I delicately try to Obi Wan her – “Yes.”

At the same time The Man decides to play Emperor Palpatine – “I don’t think you’ve ever had it before.”

More glaring from me at The Man. SERIOUSLY! WHAT IS WRONG WITH HIM!?!

The Kid, feeling unsafe in a world where her parents don’t know essential facts about what’s for dinner, starts to cry.

I hold her and pet her hair while saying the things mothers say to calm their children. Mostly “Shhh” as in “You father is a sh..”

At the same time I silently but effectively communicate to The Man, via gestures-over-The-Kid’s-head, that he will be sleeping with the fishes if he says anything else.

ANYTHING!

ELSE!

The Kid calms down and speaks through her still trickling tears – “But I don’t know if I’ll like it!”

Most people would tell the child to try it and THEN they will know if they like it. Those people are insane.

And probably childless.

Adult logic does not work on kids. You have to think like they do.

Me, in a genius light bulb moment – “Yes you will. You’ll like it.”

I want her to truly feel the magical impact of my next words. I tilt her face up at mine so we’re looking eye to eye.

“It’s got SUGAR in it!” In this moment? I am the smartest mom in the world.

Excitement replaces fear of the unknown as my words work in her brain.

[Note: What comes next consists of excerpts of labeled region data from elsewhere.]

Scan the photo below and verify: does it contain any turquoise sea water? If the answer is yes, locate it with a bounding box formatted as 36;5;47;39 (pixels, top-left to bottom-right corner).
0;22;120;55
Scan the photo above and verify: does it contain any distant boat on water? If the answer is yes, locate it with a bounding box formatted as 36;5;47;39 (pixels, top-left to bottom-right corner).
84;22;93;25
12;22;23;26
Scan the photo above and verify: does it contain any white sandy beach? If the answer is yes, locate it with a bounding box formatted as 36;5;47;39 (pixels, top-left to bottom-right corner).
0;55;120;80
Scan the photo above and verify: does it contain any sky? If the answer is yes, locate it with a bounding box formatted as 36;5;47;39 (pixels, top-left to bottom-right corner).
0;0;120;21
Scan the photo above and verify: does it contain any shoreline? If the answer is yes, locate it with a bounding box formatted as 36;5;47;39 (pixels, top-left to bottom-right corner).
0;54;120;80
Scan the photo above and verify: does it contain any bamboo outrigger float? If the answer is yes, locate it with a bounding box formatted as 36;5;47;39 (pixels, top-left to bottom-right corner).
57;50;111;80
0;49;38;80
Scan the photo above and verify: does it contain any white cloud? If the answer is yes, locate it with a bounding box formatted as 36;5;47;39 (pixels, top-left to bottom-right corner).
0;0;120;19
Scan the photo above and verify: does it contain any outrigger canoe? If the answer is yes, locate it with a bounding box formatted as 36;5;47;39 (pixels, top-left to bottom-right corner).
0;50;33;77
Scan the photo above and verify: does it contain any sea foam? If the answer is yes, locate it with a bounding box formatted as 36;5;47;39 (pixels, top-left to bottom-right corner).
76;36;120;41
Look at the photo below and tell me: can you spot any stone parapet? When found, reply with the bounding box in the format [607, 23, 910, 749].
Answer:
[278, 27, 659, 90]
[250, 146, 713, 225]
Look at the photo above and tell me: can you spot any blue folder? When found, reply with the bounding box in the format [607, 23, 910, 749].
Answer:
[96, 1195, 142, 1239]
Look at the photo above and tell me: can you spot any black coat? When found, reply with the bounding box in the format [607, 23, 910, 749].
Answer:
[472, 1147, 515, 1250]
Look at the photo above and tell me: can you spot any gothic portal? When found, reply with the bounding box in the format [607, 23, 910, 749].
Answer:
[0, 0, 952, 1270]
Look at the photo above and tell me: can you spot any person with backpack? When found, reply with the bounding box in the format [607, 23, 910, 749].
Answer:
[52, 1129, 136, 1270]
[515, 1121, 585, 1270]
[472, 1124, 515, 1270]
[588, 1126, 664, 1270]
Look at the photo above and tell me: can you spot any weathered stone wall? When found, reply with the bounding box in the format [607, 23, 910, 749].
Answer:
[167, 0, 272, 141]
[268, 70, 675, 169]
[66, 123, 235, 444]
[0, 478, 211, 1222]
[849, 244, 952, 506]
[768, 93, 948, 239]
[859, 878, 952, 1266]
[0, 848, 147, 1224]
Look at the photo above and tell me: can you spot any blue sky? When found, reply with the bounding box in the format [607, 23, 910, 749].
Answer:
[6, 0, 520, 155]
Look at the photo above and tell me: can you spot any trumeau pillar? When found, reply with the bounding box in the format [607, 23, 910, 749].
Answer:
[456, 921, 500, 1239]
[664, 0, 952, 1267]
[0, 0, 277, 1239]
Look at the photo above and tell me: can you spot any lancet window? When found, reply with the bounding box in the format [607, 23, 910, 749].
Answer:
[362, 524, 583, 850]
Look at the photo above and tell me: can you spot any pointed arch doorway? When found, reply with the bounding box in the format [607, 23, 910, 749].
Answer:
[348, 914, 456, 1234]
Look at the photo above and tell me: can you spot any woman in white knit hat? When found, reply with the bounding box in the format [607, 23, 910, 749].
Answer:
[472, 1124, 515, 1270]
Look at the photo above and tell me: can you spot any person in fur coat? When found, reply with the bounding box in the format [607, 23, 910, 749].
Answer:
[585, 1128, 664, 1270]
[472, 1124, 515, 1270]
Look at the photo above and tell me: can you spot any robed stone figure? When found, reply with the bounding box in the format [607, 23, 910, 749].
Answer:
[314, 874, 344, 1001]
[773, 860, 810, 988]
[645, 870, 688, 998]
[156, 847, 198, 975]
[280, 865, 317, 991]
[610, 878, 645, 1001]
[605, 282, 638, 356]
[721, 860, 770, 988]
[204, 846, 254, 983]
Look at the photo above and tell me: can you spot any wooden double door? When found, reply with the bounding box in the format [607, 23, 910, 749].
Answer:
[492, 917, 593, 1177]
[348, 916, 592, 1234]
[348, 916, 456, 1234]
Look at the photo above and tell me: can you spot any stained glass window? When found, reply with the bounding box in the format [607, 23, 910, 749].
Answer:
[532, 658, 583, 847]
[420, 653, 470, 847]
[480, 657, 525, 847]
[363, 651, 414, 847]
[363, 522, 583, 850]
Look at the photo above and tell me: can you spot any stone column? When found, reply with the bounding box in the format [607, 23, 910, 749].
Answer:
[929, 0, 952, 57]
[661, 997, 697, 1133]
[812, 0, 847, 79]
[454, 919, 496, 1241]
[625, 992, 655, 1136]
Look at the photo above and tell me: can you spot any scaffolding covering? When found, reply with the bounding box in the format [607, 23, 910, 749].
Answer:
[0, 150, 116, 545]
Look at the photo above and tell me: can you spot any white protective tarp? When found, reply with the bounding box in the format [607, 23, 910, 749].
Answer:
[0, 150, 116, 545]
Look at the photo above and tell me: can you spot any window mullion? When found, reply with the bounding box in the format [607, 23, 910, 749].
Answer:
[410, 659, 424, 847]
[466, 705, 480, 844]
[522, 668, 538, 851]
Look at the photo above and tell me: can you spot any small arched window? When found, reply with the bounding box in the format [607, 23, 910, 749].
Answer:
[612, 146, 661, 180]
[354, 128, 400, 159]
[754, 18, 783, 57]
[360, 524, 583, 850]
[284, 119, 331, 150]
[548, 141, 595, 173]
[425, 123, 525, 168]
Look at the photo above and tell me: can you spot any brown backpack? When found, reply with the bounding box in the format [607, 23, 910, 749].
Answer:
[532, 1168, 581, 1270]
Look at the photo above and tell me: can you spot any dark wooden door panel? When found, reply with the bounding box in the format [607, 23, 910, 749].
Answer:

The Kid’s eyes fill with a new hope – “REALLY?!? I like sugar!!”

She follows this up with jumping, clapping, and yippee’s.

Me, relieved and thinking I maybe won’t have to ritually sacrifice The Man after all – “Yeah, look right here, it says it’s ‘Honey Ham.’ ‘Honey’ is another word for sugar…just like ‘happy’ is another word for ‘joy!’ It’s the same thing!”

The Kid, now filled with ‘happy’ and ‘joy’, takes off racing to the table – “Let’s eat!”

While eating the “sugar” ham she gets the kind of eye sparkles you only see at the end of a Christmas special and says to me, “Mamma, thanks for making
this! I LOVE sugar ham!”

 

 

 

1 Comment

  1. GR

    Any time a child tells me they don’t like something they’ve never tried before, I just say, “Oh…. You liked it last time…” And it’s usually enough to convince them.